PORTFOLIO UPDATE: A HARI KRISHNA IN A GLASS FACTORY
During the trading day Friday, I tweeted the following:
Uncharacteristically cautious of me to be taking exposure off while the market is sitting at multi-year highs. I've been questioning myself over the past couple weeks as to why I am behaving like a Hari Krishna in a glass factory. The market, after all, seems to be as inviting as any a point over the past couple of years. Volatility doesn't exist, unless it is dip buyers driving the markets higher. Back patting, whether self-administered or shared, is surging. Teenage actors are becoming day traders. The money tree seems ripe for the picking.
There is also the issue of raw price, without any regards to resistance areas or sentiment indicators. From a pure price perspective, there continues to be a contraction in volatility, which traditionally indicates a continuation of the current trend. Volume is also contracting, which has been the norm during bull runs for years now.
So why have I deemed it necessary to take my cash position up to 40%, with a 10% leveraged inverse ETF hedge mixed in to reduce net exposure even further?
The primary reason, going beyond the worries I have illustrated over the past couple of weeks, has to do with the performance of the portfolios relative to the market thus far in February. I have a number of risk controls in place, some performance based and others quantitative in nature. I've hit a performance based risk control here in February. Actually, it was right on the borderline. However, I decided to err on the side of caution because of the position of the portfolios (performance wise) relative to the general market.
It would be one thing if I was flat this month. It would be one thing if I was down 1 or 2 percent this month. Being down nearly 4 percent this month, however, while the averages are sitting in what I have deemed an unfavorable risk/reward position just doesn't sit well with me. The default decision in all situations where discomfort reigns should be cautious in nature. I reviewed that philosophy in detail this past week.

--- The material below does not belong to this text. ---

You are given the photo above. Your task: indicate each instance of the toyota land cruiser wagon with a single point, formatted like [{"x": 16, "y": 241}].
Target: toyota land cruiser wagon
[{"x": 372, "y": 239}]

I did not liquidate any positions entirely last week. Bits and pieces from each were cut back where I had the opportunity. Large positions were made mid-sized positions. Small positions were made minute positions. There will likely be very little activity for the remainder of February on my behalf. In March, I will weigh things and decide whether to put cash back to work or perhaps reduce net exposure further via raising cash or adding to TZA.
As it stands on the close Friday, current positions include WMIH, SPNS, UPIP, PRXI, MITL and TZA.